Wenn ein ständiges Mitglied des UN-Sicherheitsrates gegen eine Resolution stimmt, so ist der Sicherheitsrat blockiert. Damit die UN handlungsfähig bleiben, braucht es aber keine Änderung der Organisation selbst – vielmehr schlummert die Lösung in den Tiefen der Charta.

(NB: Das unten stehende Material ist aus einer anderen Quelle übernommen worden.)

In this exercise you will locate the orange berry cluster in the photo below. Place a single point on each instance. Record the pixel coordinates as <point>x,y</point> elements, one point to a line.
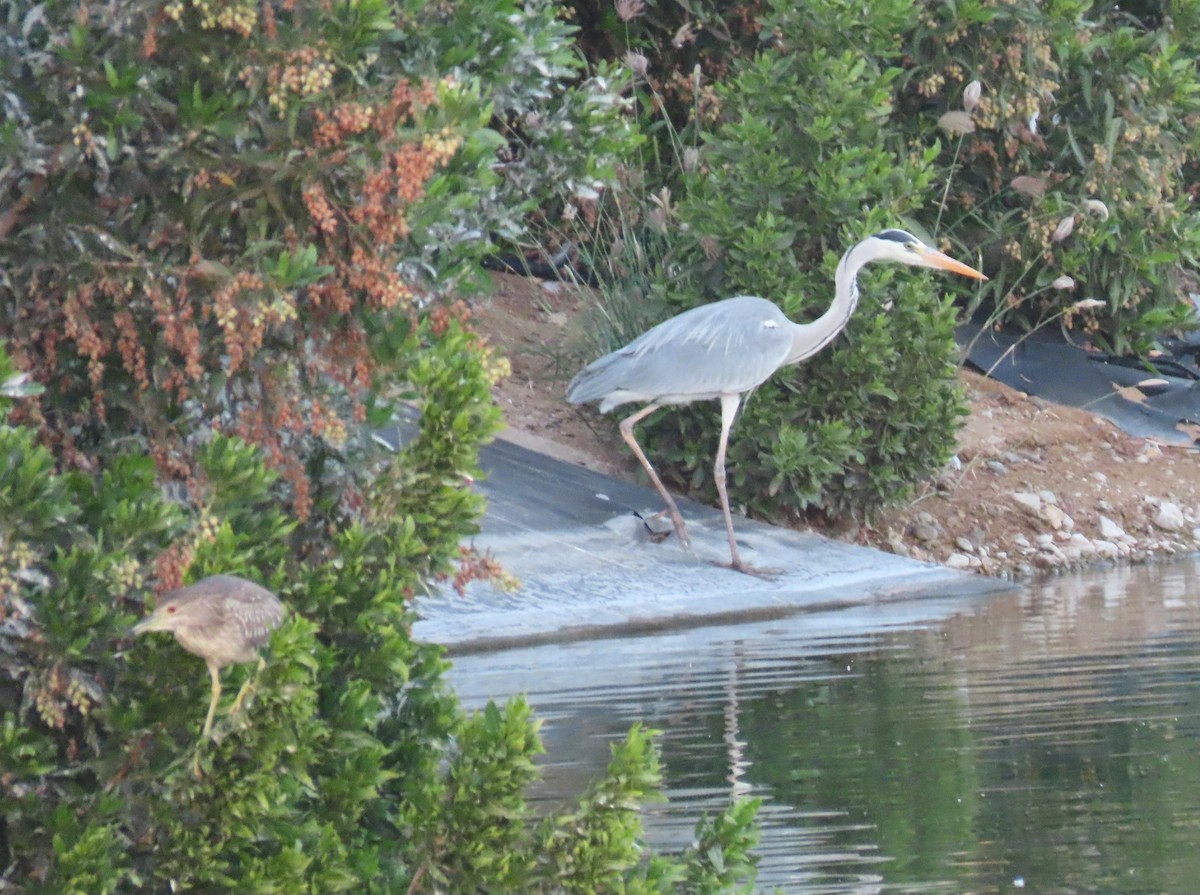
<point>319,210</point>
<point>305,72</point>
<point>347,120</point>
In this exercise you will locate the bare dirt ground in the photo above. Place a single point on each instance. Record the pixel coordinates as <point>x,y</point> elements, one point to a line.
<point>1035,486</point>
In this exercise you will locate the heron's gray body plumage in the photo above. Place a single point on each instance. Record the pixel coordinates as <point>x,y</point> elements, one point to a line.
<point>724,348</point>
<point>729,348</point>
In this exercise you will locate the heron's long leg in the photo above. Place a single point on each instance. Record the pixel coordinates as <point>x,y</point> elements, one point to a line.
<point>215,673</point>
<point>627,432</point>
<point>729,410</point>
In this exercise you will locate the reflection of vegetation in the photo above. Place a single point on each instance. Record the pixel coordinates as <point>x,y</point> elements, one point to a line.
<point>888,745</point>
<point>1068,773</point>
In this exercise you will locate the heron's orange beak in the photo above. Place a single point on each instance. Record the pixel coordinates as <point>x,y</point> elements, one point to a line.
<point>943,262</point>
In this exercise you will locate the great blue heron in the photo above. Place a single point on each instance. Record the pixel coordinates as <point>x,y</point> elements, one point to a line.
<point>727,348</point>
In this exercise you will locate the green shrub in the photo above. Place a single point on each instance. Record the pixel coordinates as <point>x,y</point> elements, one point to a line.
<point>229,230</point>
<point>351,767</point>
<point>1075,157</point>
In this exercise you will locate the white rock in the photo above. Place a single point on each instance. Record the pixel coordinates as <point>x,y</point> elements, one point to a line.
<point>1084,545</point>
<point>958,560</point>
<point>1053,515</point>
<point>1170,517</point>
<point>1032,503</point>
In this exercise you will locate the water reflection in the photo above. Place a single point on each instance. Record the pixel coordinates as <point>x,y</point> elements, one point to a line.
<point>1047,739</point>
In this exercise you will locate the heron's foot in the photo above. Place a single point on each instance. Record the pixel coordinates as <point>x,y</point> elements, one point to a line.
<point>681,532</point>
<point>659,535</point>
<point>654,534</point>
<point>737,565</point>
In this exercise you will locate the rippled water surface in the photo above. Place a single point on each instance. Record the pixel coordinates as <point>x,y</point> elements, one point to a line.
<point>1044,742</point>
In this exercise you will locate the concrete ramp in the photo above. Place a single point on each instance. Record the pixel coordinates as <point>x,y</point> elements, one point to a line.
<point>589,568</point>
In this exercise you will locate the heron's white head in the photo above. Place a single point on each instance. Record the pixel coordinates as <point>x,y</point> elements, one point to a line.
<point>901,246</point>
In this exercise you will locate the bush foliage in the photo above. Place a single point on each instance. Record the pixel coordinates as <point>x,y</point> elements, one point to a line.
<point>1066,178</point>
<point>768,210</point>
<point>228,233</point>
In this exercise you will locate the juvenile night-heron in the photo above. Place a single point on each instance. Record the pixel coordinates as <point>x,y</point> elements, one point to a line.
<point>222,619</point>
<point>729,348</point>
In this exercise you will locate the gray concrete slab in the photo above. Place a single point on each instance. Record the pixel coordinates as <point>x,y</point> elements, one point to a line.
<point>588,566</point>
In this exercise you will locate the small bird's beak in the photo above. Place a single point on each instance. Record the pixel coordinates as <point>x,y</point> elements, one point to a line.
<point>943,262</point>
<point>148,624</point>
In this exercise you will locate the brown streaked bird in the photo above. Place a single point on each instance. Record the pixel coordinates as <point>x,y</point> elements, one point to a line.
<point>222,619</point>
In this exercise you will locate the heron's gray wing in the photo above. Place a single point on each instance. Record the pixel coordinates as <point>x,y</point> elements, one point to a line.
<point>730,346</point>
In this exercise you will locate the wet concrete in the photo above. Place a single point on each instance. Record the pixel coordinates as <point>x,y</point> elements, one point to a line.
<point>588,566</point>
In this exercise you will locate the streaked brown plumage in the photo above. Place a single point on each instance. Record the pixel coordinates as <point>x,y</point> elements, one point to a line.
<point>222,619</point>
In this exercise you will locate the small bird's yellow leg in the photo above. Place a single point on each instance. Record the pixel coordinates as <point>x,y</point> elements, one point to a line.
<point>246,688</point>
<point>215,673</point>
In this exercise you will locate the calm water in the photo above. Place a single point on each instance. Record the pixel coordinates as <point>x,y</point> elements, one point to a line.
<point>1041,742</point>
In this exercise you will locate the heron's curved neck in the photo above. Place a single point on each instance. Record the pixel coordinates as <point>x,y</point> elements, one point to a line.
<point>808,338</point>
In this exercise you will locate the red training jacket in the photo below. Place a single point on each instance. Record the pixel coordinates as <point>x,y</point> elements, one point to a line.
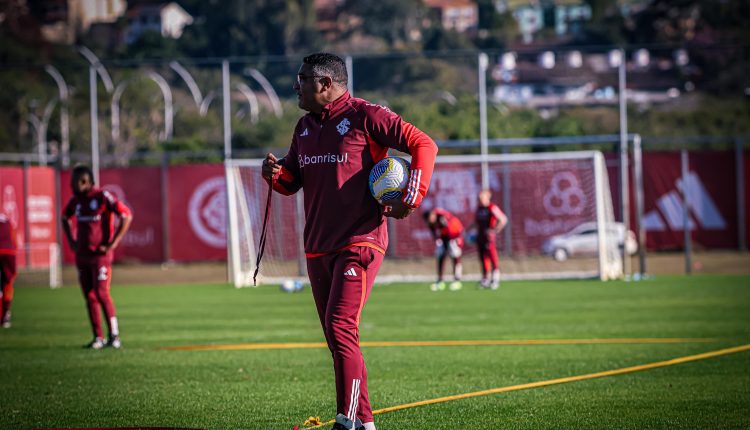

Ein Debattenbeitrag.

Originalmanuskript der UN-Charta
Originalmanuskript der Präambel der UN-Charta (UN Photo)

„Die Menschheit setzt ihre Hoffnungen nicht mehr auf die Weltorga­nisation, wenn es um die Verteidigung der souveränen Grenzen der Nationen geht.“ Dieses eindrückliche Zitat des ukrai­nischen Präsi­denten Wolodymyr Selenskyj vor dem UN-Sicher­heitsrat im September 2023 stellt keineswegs die kritische Meinung eines einzelnen Staats­chefs dar. Vielmehr ist die Aussage fast schon sympto­matisch für den derzeit stattfindenden Verlust an Vertrauen in den Sicher­heitsrat, in die UN und in multi­laterale Institu­tionen auf der ganzen Welt.

Dabei ist die Blockierung des Sicher­heitsrats durch die Vetomächte auch bei drängenden Konflikt­fragen natürlich keine Entwicklung des 21. Jahrhunderts, sondern ein Phänomen, das spätestens in der Hoch­phase des sogenannten Kalten Krieges seinen arche­typi­schen An­wendungs­bereich fand: Bereits in seiner Sitzung am 25. Oktober 1962 bewies der Sicherheitsrat seine Handlungs­unfähigkeit: Die Kubakrise konnte nur durch bilaterale Verhand­lungen zwischen den USA und der UdSSR eingedämmt werden. Im Sicher­heitsrat hingegen wurden die Gespräche zur Krisen­situation schließlich unter Hinweis auf das Vetorecht vertagt. Dies zeigt eindrücklich, dass der Sicher­heitsrat nicht in der Lage war, eine Krise für die internationale Sicherheit und den Weltfrieden effektiv einzu­dämmen.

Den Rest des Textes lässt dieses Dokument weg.